"Das wird deutliche Effekte auf die Beschäftigung haben, wenn es uns nicht gelingt, an der Fertigungstiefe teilzuhaben", sagte Brecht, der zugleich stellvertretender Aufsichtsratsvorsitzender von Daimler ist.
"Wir wollen aber, dass die deutschen Daimler-Standorte an der Elektrostrategie des Unternehmens partizipieren und zwar nicht nur in der Forschung und Entwicklung, sondern auch in der Fertigung."
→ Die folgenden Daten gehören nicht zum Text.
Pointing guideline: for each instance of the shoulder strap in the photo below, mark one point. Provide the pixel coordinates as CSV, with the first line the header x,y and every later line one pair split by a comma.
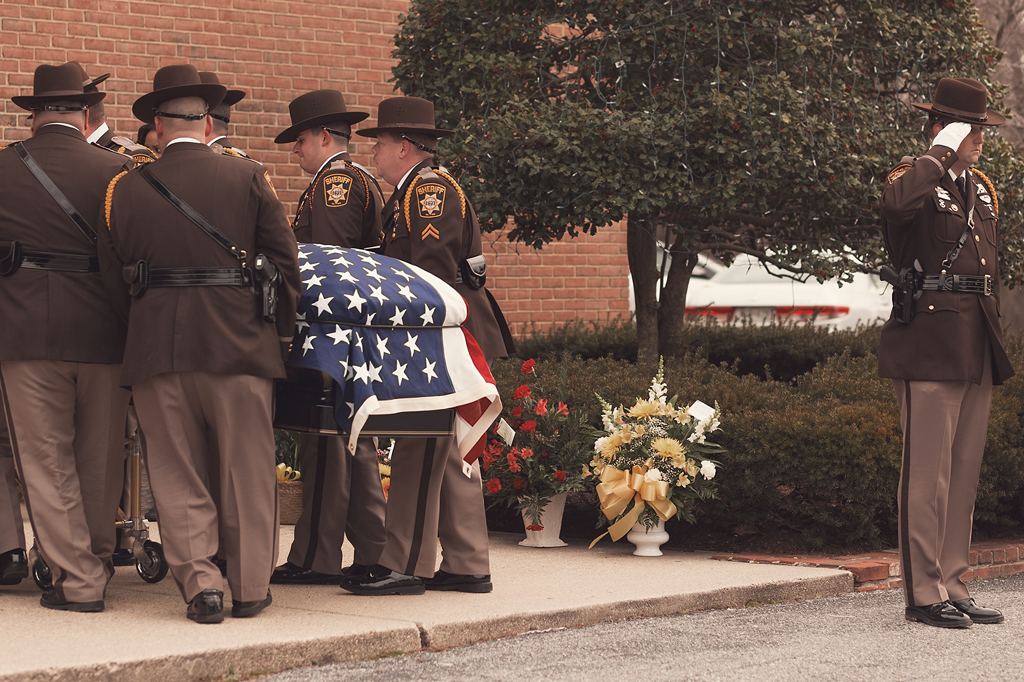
x,y
192,214
55,193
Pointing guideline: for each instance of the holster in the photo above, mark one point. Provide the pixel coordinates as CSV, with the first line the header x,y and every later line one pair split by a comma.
x,y
906,290
10,257
137,276
263,282
473,271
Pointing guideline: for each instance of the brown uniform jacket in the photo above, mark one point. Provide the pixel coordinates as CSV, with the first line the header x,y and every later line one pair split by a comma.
x,y
341,206
48,314
199,329
429,222
923,217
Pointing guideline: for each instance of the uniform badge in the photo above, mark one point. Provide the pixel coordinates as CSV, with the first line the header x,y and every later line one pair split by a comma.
x,y
336,189
431,200
897,172
430,230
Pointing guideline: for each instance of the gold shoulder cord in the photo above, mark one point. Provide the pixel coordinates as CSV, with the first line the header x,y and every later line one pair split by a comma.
x,y
462,196
407,203
110,197
991,190
366,188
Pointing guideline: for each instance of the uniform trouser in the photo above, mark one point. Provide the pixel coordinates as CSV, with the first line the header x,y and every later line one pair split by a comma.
x,y
67,427
11,524
189,421
944,426
431,499
341,495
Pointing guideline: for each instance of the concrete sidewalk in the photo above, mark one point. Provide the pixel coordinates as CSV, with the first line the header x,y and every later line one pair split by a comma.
x,y
143,633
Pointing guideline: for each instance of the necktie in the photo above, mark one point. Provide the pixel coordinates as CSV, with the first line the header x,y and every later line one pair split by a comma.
x,y
962,186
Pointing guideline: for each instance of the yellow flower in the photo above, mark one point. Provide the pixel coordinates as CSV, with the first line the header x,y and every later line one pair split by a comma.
x,y
610,444
669,449
644,409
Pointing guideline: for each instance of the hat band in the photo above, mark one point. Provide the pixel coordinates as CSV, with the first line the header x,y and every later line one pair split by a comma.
x,y
961,115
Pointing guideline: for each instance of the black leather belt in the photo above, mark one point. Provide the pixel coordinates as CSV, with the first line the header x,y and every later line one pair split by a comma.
x,y
965,284
196,276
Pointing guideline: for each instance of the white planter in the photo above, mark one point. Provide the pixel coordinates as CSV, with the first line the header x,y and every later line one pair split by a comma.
x,y
551,519
648,542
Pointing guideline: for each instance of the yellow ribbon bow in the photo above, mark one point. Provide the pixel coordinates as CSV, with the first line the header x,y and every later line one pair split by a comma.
x,y
619,487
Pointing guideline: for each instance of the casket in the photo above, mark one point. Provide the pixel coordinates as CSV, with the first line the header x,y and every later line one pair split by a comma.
x,y
306,401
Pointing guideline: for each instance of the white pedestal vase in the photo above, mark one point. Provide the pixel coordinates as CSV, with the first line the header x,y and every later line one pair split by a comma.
x,y
551,519
648,542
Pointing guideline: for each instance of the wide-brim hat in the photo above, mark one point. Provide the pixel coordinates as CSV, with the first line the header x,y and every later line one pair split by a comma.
x,y
964,99
231,97
398,115
317,109
90,84
172,82
61,83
Die Daimler AG fertige heute kaum Elemente für die Elektromobilität selbst. Die Tochter Deutsche Accumotive aus Kamenz baut Batterien. Elektromotoren produziert der Autobauer zusammen mit Bosch im Gemeinschaftsunternehmen EM-motive in Hildesheim. Vom Antriebsstrang der Benzin- und Dieselmotoren dagegen produziert der Konzern einen großen Teil selbst. Deren rückläufige Zahl würde sich nach Einschätzung Brechts nicht nur auf die Aggregatewerke von Mercedes-Benz - vor allem auf den größten Standort dafür am Konzernsitz Stuttgart-Untertürkheim - auswirken, sondern auch auf Montagewerke wie Rastatt oder Bremen. "Die Zahl der Arbeitsplätze beim Elektromotor zu Verbrenner ist grob das Verhältnis eins zu zehn."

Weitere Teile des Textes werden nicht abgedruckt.